I tried to save the output of xgb.train
of XGBoost as a log file by logging
, but I could not record the output. How can I record it? I tried to refer to the existing Stackoverflow question but it was impossible. I would like you to show it with a concrete sample.
import sys
import logging
# ---------------------------------------------- #
# Some logging settings
# ---------------------------------------------- #
import xgboost as xgb
import numpy as np
from sklearn.model_selection import KFold
from sklearn.datasets import load_digits
rng = np.random.RandomState(31337)
print("Zeros and Ones from the Digits dataset: binary classification")
digits = load_digits(2)
y = digits['target']
X = digits['data']
kf = KFold(n_splits=2, shuffle=True, random_state=rng)
for train_index, test_index in kf.split(X):
param = {'max_depth':2, 'eta':0.3, 'silent':1, 'objective':'binary:logistic' }
dtrain = xgb.DMatrix(X[train_index], y[train_index])
dtest = xgb.DMatrix(X[test_index], y[test_index])
# specify validations set to watch performance
watchlist = [(dtest,'eval'), (dtrain,'train')]
num_round = 2
bst = xgb.train(param, dtrain, num_round, watchlist)

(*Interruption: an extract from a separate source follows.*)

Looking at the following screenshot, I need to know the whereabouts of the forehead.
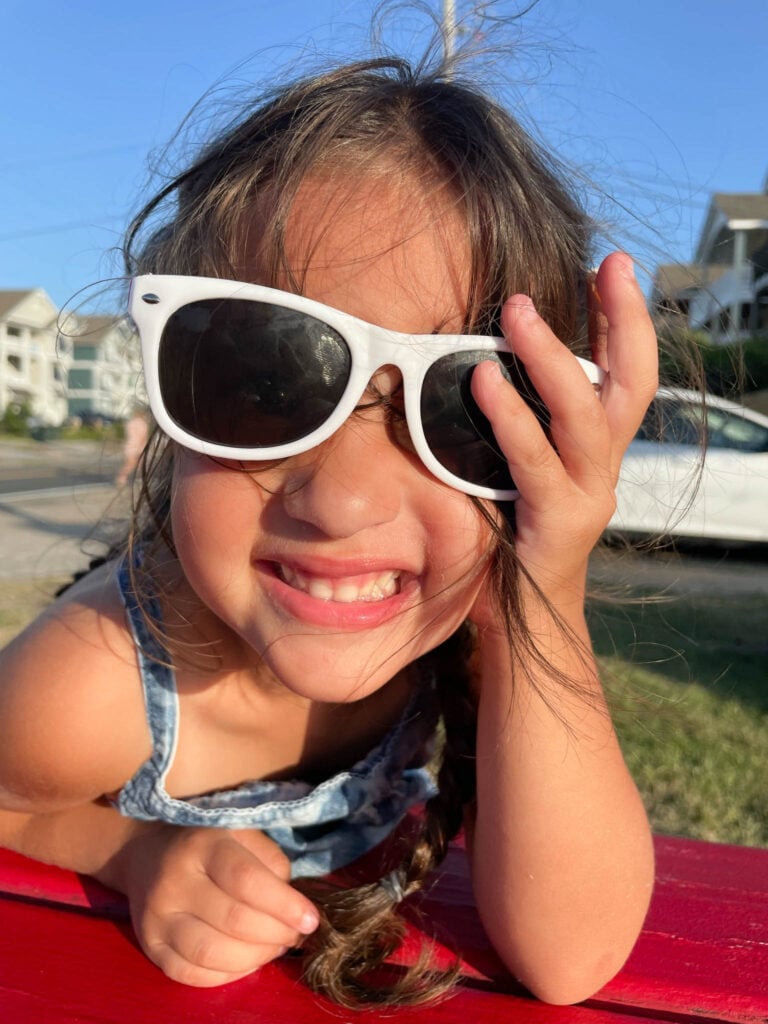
[252,172,470,333]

# I want to record this output.
# Zeros and Ones from the Digits dataset: binary classification
# [0] eval-error:0.011111 train-error:0.011111
# [1] eval-error:0.011111 train-error:0.005556
# [0] eval-error:0.016667 train-error:0.005556
# [1] eval-error:0.005556 train-error:0
The accepted solution does not work with xgboost version 1.3 and above. (Tested on 1.6.1), due to following:
In XGBoost 1.3, a new callback interface is designed for Python package.
(Source: https://xgboost.readthedocs.io/en/latest/python/callbacks.html)
You can achieve python logging for xgboost.train by defining custom logging callback and passing it as argument to xgb.train as shown below:
import logging
logger = logging.getLogger(__name__)
import xgboost
class XGBLogging(xgboost.callback.TrainingCallback):
"""log train logs to file"""
def __init__(self, epoch_log_interval=100):
self.epoch_log_interval = epoch_log_interval
def after_iteration(self, model, epoch, evals_log):
if epoch % self.epoch_log_interval == 0:
for data, metric in evals_log.items():
metrics = list(metric.keys())
metrics_str = ""
for m_key in metrics:
metrics_str = metrics_str + f"{m_key}: {metric[m_key][-1]}"
logger.info(f"Epoch: {epoch}, {data}: {metrics_str}")
# False to indicate training should not stop.
return False
model = xgboost.train(
xgboost_parms,
dtrain=dtrain,
evals=[(dtrain,"train"),(dvalid,"valid")]
callbacks=[XGBLogging(epoch_log_interval=100)]
)